Molecular marker analysis using PCR-based markers has been widely used for the varietal identification and to know about the variety being exported or sold under various trade names, to identity the cases of adulteration, and even the level of adulteration (Bligh et al. 1999, 2000). This is especially important in case of Basmati rice to ensure the export quality, for maintaining the 'distinctiveness' of Basmati varieties and to differentiate between the various grades of Basmati rice. DNA fingerprinting has been used to differentiate high quality premium traditional Basmati rice varieties from other, cheaper cross-bred/hybrid Basmati or long grain non-Basmati rice cultivars (Bligh et al. 1999, Jain et al. 2001).

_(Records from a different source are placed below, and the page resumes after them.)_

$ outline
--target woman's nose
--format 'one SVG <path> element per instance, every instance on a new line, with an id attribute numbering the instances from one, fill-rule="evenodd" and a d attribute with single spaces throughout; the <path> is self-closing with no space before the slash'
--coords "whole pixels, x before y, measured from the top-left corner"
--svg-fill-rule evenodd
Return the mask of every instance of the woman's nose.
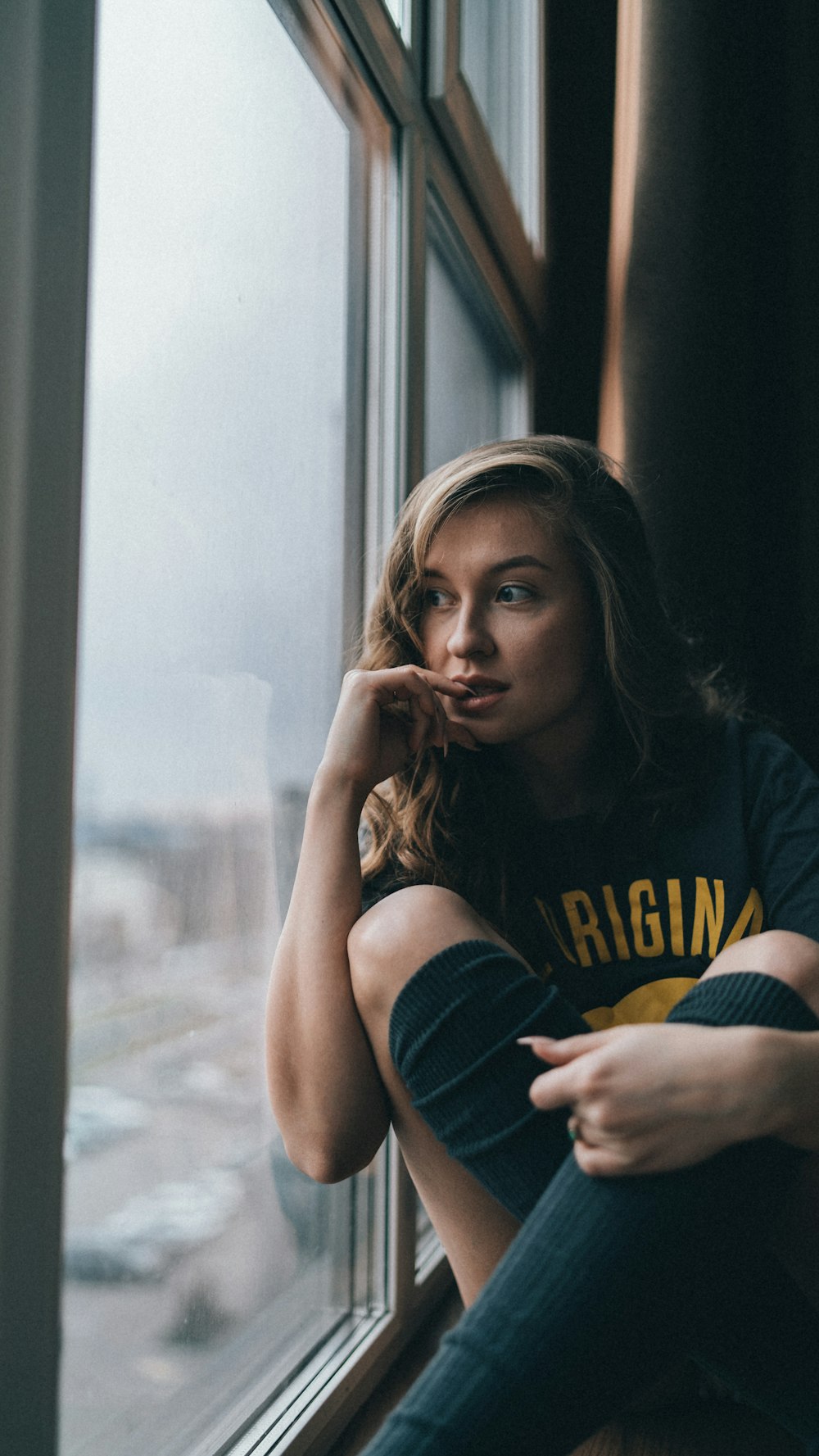
<path id="1" fill-rule="evenodd" d="M 471 607 L 463 607 L 452 623 L 447 649 L 451 657 L 489 657 L 495 651 L 495 644 L 483 614 Z"/>

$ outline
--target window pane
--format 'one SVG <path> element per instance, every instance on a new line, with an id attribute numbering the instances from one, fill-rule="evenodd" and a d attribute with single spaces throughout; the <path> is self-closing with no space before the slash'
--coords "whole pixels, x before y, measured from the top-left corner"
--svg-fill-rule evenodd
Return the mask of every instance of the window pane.
<path id="1" fill-rule="evenodd" d="M 378 1297 L 372 1182 L 291 1168 L 260 1056 L 342 662 L 351 134 L 266 0 L 99 9 L 61 1450 L 176 1456 Z"/>
<path id="2" fill-rule="evenodd" d="M 401 39 L 409 45 L 412 32 L 412 0 L 384 0 L 396 26 L 401 32 Z"/>
<path id="3" fill-rule="evenodd" d="M 524 227 L 540 242 L 538 0 L 461 0 L 461 71 Z"/>
<path id="4" fill-rule="evenodd" d="M 426 261 L 425 470 L 503 434 L 509 361 L 439 246 Z"/>

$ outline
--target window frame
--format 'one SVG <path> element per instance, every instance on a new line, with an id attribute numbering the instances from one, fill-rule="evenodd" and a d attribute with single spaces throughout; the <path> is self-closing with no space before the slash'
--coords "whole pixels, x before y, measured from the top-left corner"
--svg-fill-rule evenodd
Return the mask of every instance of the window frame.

Because these studies requires analysis of large number of samples, a DNA extraction method that is fast, inexpensive and yields high quality DNA from milled rice samples, is desired. There are many rapid and efficient protocols available for DNA extraction from leaf samples in rice but in case of milled rice samples, DNA extraction has been possible only with the commercially available kits such as Nucleon PhytoPure DNA Extraction kit (Bligh et al. 1999, Bligh 2000). DNA isolation from milled rice samples has been difficult because of (i) small amount of DNA left in milled rice, as bran layer and embryo are stripped away during milling, (ii) the presence of higher levels of polysaccharides (>90% starch) and (iii) DNA shearing and/or degradation that may have occurred during the processes of desiccation, storage and milling of mature rice grains.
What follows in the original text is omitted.